If you’re reading this, my guess is that you like words. You like to think–to analyze. Western society urges prioritizing the musings of the mind over the feelings of the body. Indeed, thinking is incredibly useful to survive in a capitalist society. What happens though when a feeling comes up, like stress, hurt, sadness, or loneliness? Do you try to think your way out of it?
A thought may come up, “why can’t I make this feeling go away!?!?” An answer could be that you haven’t felt it. You’re trying to think your way out of it.
“The best way out is always through.” –Robert Frost
We try to go around the feelings by avoidance, escape, and resistance. Frost distills the idea that if you really want “out,” avoidance, escape, and resistance won’t work–at least not long term. You have to move “through”–you have to feel it.
Often we’ll say to ourselves, “I can’t feel ____. I must stop feeling it.” It’s like if you continually tell yourself to stop thinking about the color blue… you’re going to think about the color blue.
I believe that much of the Western world is turning to yoga for this very reason: to feel. We tend to be so disconnected from our bodies that we think the mind can get us out of the discomfort. Yoga asks you to dissolve the mind/body dichotomy–to go inward–to see that feelings cannot be resolved by the mind.

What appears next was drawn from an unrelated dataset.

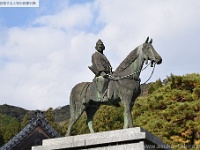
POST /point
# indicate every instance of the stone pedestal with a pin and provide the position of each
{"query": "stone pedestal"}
(124, 139)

In fact, when you avoid, escape, or resist, you’re likely missing a very important lesson that your body is trying to teach you. This is often called “intuition” or your “gut.” Your gut feelings, your intuition, does not function in words. It requires you to feel.
So today, I challenge you to feel.
Easier said than done, right? Not necessarily. Feeling is simply breathing and welcoming the body’s reactions. Suffering and long term discomfort occur when we RESIST the feelings. We create stories (words and thoughts) around the pain, instead of allowing the feeling to arise and process.
For the expert thinkers out there, I will break it into steps:
- A feeling arises.
- Pause and notice it.
- Welcome it. Actually say to yourself, “I allow this feeling to come up.”
- Watch the feeling, bringing breath into it.
- Notice the story that you try to create around it.
- Imagine the sensations dissolving with breath.
- Sit and watch the feeling as long as you can.
As you move through you day, try this. Start small. Feel your clothes on your skin, feel your feet on the ground, feel water going down your throat.
Then notice the bigger feelings come up. Stress, for example, has the ability to make you work harder and escape. What if you just took a moment (just a moment) to be with it? Acknowledge that you’re completely capable of handling your work and if you’re not, then change it. Stress is merely a feeling.
In this thinking society, this is the cure for uncomfortable feelings: go inward, not outward. Feel, don’t think. Reawaken your intuition. Be your own teacher.